But there is a limit. Each user in the batch needs their own KV cache. At 4K context with Llama 3 70B, that is 1.07 GB per user. A batch of 512 would need 548 GB of KV cache alone — far more than any single GPU's VRAM. In practice, batch sizes of 32-128 are common for large models, balancing GPU utilization against KV cache memory.
Your CEO asks: "Is our chatbot fast?" You check average latency: 2 seconds. Looks fine. But you dig deeper and find that the P99 latency is 45 seconds — 1 in 100 users waits nearly a minute. Which number do you report?
Both. And neither alone. Inference performance is multidimensional. A single number can hide catastrophic user experiences or mask excellent tail behavior. This chapter builds your full vocabulary for measuring LLM inference speed — the metrics that actually matter when you're on-call at 2am and the pager is screaming.

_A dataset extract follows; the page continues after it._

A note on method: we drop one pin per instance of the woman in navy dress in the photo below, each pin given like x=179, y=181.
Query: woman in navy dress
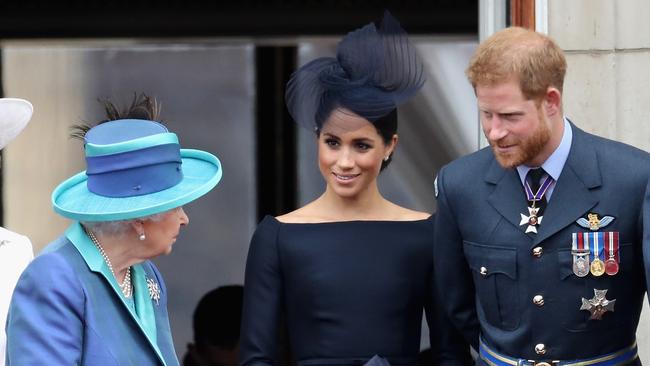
x=351, y=272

TTFT (Time to First Token) measures the elapsed time from when a request is submitted to when the first output token is generated. It captures the entire prefill phase: tokenizing the prompt, computing KV caches for every input token, and producing the first logit distribution.
Why does TTFT matter? Because it's what the user feels. When you type a question and stare at a blank screen, that silence is TTFT. Even if the rest of the response streams smoothly, a long TTFT makes the system feel broken.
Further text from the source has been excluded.